Lady Gaga's latest album, a collection of duets with crooner Tony Bennett called Cheek to Cheek, is nominated for Best Traditional Pop Performance by the Grammys. The awards show recently asked the two, who've been called an "odd couple," to perform selections from the album live. Although Lady Gaga was once the star performer at the Grammys, she's now thought to be an irrelevant aging pop star by many.

But her fans know otherwise. If you've seen Gaga and Bennett perform the standards onstage, you know that Gaga's career is far from over, as some critics claim. This is the record that proved just how talented she is as a singer. The songs are meant to be sung live, and they're show-stoppers — in front of a crowd, Gaga turns into an elegant jazz crooner. She's at her very best when she drops the drama and taps into that magnificent voice. And on Feb. 8, she'll prove that to the world once again when she unveils a whole new Gaga.

People have been down on Lady Gaga for awhile now. Lady Gaga's last two solo albums, Artpop and Born This Way, turned a lot of people off. The general consensus was that Artpop was just plain disappointing. NME wrote that Born This Way was "a steaming pile of ceaselessly grey and boring dog poo for boring bores." It seemed like Gaga was descending into irrelevance. And people rolled their eyes when Gaga announced that her latest album would be jazz standards with Tony Bennett, called Cheek to Cheek

But then the album came out, and it was clearly more than a publicity stunt. Among the most laudatory critical reviews of the album was one by Entertainment Weekly, which said, "If you come to Cheek to Cheek expecting a half-assed gag, the joke's on you." 
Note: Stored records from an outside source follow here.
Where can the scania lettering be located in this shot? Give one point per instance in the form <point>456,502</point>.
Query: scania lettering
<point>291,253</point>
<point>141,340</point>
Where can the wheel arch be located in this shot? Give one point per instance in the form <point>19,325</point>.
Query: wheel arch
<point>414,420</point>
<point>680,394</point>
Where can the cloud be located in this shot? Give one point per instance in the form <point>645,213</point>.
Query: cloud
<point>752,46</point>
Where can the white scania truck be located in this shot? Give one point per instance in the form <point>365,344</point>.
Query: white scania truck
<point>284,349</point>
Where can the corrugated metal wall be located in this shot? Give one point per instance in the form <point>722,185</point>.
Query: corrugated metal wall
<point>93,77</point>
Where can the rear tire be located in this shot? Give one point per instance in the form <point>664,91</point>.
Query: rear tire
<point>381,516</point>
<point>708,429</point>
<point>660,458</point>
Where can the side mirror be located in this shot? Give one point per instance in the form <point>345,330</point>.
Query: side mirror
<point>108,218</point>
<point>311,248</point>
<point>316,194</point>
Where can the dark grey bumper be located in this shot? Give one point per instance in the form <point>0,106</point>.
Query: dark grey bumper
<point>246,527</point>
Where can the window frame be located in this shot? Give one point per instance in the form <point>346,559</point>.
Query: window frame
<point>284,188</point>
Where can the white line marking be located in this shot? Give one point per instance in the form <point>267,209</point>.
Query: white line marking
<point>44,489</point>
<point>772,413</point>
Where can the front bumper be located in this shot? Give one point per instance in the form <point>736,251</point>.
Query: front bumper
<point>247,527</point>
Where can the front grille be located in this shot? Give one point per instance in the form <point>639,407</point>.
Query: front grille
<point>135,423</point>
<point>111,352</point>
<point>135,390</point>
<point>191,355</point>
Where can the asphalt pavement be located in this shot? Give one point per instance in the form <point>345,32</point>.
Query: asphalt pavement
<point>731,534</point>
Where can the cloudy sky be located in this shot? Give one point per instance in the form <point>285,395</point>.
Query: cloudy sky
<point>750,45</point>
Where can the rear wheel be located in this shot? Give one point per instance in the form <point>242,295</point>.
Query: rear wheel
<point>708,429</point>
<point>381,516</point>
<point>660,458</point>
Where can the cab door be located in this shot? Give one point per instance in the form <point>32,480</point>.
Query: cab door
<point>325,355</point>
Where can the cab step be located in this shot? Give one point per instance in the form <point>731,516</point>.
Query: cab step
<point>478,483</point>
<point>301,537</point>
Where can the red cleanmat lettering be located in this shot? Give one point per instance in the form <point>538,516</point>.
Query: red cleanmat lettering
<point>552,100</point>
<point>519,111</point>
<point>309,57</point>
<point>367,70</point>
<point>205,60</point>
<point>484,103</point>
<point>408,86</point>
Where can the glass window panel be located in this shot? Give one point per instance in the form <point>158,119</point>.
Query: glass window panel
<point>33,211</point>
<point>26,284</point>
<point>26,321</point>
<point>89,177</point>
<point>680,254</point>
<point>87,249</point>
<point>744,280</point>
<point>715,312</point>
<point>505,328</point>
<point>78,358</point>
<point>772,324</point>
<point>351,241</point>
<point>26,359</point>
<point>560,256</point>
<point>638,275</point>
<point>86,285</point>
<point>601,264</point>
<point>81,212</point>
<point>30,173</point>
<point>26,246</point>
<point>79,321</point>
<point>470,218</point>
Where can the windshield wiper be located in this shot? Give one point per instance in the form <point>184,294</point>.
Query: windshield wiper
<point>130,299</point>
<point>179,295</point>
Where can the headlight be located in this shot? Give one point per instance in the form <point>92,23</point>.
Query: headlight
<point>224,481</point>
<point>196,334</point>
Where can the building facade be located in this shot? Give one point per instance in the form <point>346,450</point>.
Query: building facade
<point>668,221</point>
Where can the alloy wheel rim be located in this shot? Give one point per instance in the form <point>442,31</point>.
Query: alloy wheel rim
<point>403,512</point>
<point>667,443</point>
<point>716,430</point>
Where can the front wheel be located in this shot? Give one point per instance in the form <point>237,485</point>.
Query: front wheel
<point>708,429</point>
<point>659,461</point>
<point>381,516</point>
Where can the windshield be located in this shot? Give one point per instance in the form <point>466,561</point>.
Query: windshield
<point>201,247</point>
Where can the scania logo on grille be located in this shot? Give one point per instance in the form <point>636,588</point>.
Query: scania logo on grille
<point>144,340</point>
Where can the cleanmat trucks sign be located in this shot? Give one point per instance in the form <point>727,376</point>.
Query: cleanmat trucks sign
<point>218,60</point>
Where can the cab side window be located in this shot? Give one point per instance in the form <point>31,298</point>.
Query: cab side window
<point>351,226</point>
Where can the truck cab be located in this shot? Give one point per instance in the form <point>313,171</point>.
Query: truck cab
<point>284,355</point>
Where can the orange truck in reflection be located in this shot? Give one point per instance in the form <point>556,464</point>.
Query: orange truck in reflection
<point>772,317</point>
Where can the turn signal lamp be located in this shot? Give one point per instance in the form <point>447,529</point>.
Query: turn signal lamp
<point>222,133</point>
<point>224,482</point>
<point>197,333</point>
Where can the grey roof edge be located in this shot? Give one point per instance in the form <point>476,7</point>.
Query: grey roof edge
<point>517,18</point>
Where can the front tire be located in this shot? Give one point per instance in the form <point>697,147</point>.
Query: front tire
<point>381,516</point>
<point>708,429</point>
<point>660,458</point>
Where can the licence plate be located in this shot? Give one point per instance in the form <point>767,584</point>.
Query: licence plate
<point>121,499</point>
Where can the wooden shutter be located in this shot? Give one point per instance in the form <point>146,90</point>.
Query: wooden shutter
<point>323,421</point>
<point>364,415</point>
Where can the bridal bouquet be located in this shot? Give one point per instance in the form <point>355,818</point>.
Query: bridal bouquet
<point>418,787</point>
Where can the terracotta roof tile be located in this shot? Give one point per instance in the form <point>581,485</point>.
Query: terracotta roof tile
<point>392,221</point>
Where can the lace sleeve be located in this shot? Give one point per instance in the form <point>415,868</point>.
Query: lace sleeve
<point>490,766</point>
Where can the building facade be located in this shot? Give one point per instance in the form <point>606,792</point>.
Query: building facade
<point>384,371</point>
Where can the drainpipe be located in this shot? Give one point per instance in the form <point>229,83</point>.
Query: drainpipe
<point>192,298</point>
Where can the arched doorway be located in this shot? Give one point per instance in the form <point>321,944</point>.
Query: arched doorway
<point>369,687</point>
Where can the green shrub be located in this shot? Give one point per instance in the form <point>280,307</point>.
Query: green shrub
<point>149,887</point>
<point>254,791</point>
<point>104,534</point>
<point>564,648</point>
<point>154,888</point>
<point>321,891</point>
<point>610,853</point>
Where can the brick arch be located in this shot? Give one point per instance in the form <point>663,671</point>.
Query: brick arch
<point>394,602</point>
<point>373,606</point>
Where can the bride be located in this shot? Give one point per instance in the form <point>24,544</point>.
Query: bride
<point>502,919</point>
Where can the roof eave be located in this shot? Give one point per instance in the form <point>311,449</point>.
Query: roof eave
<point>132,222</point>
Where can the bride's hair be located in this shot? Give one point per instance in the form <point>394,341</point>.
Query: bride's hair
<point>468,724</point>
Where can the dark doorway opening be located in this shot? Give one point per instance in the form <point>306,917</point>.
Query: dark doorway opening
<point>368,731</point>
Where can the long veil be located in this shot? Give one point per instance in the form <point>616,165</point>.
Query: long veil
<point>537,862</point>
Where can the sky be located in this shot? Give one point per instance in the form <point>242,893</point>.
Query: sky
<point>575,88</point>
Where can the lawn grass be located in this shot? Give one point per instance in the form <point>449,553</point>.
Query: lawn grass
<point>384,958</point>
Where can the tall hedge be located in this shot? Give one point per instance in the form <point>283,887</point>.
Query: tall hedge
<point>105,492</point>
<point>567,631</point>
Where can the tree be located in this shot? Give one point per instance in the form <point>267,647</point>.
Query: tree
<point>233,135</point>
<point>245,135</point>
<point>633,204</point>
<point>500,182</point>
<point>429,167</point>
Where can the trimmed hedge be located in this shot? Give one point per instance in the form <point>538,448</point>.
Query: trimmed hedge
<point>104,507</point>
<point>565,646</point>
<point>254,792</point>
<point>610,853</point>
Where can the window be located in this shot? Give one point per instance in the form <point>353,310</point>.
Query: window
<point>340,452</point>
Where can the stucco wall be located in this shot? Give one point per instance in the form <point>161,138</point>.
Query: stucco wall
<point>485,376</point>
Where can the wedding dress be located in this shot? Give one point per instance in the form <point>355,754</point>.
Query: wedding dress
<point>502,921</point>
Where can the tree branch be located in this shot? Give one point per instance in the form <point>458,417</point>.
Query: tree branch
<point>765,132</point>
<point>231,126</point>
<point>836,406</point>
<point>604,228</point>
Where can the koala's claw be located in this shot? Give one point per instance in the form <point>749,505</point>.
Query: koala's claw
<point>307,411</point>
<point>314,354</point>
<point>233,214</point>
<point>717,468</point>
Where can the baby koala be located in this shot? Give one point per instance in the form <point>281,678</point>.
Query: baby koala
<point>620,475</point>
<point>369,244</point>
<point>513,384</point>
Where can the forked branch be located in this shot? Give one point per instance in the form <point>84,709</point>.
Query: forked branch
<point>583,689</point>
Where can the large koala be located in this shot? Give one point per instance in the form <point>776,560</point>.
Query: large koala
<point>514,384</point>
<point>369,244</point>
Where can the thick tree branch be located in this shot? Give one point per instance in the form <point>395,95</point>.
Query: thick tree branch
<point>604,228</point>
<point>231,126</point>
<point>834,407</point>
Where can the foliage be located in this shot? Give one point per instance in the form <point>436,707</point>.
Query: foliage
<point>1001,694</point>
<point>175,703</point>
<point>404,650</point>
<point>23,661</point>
The duo first met at a gala in New York City when Bennett approached Gaga after her performance of Nat King Cole's "Orange Colored Sky" blew him away. According to an interview with Rolling Stone, Gaga said, "He heard me sing that song, and he asked to meet me. I said, 'Oh, my gosh, Tony Bennett's here.' And I was so nervous. I fixed my hair, and my mom was fixing her makeup. We went back to meet him, and he said, 'Do you want to do a jazz album together?' I said, 'Yes, of course I do.' And we were fast friends and friends ever since."

Geert Vanden Wijngaert/AP

That's because, while Gaga may be best known for the spectacle, she's first and foremost a singer. That's what Cheek to Cheek, and the live performances surrounding it especially, prove. The whole album reveals her true talent (and that vocal training). People who dismiss her as an auto-tuned pop diva are going to be very surprised at her performance come Grammy night. She isn't irrelevant — she's just showing us what a real artist looks like.